Changing the group aesthetic mapping in ggplot + geom_line
ggplot(Orange) +
    geom_line(aes(x = age, y = circumference, group = Tree))


You'll note that the 5 lines are separated as before, but the lines are all black and there is no legend differentiating them. Depending on the data you're working with, this may or may not be appropriate. It's up to you as the person familiar with the data to determine how best to represent it in graph form!

In our Orange tree dataset, if you're interested in investigating how specific orange trees grew over time, you'd want to use the color or linetype aesthetics to make sure you can track the progress for specific trees. If, instead, you're interested in only how orange trees in general grow, then using the group aesthetic is appropriate, simplifying your graph and discarding unnecessary detail.

ggplot is both flexible and powerful, but it's up to you to design a graph that communicates what you want to show. Just because you can do something doesn't mean you should. You should always think about what message you're trying to convey with a graph, then design from those principles.

Keep this in mind as we review the next two aesthetics. While these aesthetics absolutely have a place in data visualization, in the case of the particular dataset we're working with, they don't make very much sense. But this is a guide to using geom_line in ggplot, not graphing the growth of Orange trees, so I'm still going to cover them for the sake of completeness!

Changing transparency in ggplot + geom_line with the alpha aesthetic
ggplot(Orange) +
    geom_line(aes(x = age, y = circumference, alpha = Tree))


Here we map the Tree variable to the alpha aesthetic, which controls the transparency of the line. As you can see, certain lines are more transparent than others. In this case, transparency does not add to our understanding of the graph, so I would not use this to illustrate this dataset.

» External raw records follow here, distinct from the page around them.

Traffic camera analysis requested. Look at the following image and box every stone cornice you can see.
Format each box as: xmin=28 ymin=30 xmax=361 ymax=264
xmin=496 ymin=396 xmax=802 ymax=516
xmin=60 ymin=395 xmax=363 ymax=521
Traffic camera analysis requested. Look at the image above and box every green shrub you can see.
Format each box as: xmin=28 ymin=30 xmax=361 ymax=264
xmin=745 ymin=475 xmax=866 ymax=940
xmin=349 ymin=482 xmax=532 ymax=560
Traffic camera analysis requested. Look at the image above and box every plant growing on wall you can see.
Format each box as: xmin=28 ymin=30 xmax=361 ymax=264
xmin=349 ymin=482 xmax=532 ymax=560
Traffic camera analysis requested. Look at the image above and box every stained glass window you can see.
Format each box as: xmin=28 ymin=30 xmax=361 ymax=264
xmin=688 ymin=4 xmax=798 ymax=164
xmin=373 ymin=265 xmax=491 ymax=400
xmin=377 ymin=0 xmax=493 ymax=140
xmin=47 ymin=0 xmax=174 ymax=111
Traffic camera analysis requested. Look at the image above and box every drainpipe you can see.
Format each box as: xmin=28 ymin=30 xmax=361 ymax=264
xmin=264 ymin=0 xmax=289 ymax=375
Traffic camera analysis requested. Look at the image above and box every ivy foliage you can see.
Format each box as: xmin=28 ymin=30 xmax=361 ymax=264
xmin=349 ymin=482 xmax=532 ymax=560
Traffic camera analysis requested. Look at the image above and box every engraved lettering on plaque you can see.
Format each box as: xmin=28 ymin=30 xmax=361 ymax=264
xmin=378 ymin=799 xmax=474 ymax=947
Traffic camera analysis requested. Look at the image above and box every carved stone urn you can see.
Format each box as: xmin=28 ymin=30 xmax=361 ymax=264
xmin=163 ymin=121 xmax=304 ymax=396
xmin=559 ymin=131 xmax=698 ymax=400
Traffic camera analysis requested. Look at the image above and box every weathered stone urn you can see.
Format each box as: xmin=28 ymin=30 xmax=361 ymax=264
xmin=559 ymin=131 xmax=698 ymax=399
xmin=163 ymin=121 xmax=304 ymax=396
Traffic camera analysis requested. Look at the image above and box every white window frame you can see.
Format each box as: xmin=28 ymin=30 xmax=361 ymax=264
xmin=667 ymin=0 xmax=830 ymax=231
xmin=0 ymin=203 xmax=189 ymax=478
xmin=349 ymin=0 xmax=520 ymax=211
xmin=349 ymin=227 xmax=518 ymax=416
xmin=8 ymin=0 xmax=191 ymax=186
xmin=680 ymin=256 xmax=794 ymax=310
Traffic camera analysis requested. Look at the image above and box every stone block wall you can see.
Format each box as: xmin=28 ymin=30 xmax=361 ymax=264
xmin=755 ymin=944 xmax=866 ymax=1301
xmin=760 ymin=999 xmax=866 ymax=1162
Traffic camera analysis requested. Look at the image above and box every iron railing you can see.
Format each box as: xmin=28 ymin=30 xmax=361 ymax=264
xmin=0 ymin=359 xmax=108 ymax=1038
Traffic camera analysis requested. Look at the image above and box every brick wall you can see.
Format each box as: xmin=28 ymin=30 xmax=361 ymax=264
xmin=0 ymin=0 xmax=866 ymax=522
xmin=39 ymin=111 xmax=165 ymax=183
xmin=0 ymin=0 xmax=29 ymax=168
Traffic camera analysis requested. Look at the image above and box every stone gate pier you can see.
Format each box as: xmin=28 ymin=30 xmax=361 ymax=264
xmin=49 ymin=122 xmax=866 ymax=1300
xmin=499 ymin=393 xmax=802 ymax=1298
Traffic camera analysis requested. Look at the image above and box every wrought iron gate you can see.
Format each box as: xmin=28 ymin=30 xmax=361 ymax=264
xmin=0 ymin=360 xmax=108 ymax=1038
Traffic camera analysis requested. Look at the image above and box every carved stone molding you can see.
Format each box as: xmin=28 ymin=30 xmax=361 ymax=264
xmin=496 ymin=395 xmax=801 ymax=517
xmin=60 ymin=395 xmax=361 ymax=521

Changing the size aesthetic mapping in ggplot + geom_line
ggplot(Orange) +
    geom_line(aes(x = age, y = circumference, size = Tree))


Finally, we turn to the size aesthetic, which controls the size of lines. Again, I would say this is not does not add to our understanding of our data in this context. That said, it does slightly resemble Charles Joseph Minard's famous graph of the death tolls of Napoleon's disastrous 1812 Russia Campaign, so that's kind of cool:

A snippet of the Orange dataset

Aesthetic mappings vs. parameters in ggplot

Before, we saw that we are able to use color in two different ways with geom_line. First, we were able to set the color of a line to red by specifying color = 'red' outside of our aes() mappings. Then, we were able to map the variable Tree to color by specifying color = Tree inside of our aes() mappings. How does this work with all of the other aesthetics you just learned about?

Essentially, they all work the same as color! That's the beautiful thing about graphing in ggplot--once you understand the syntax, it's very easy to expand your capabilities.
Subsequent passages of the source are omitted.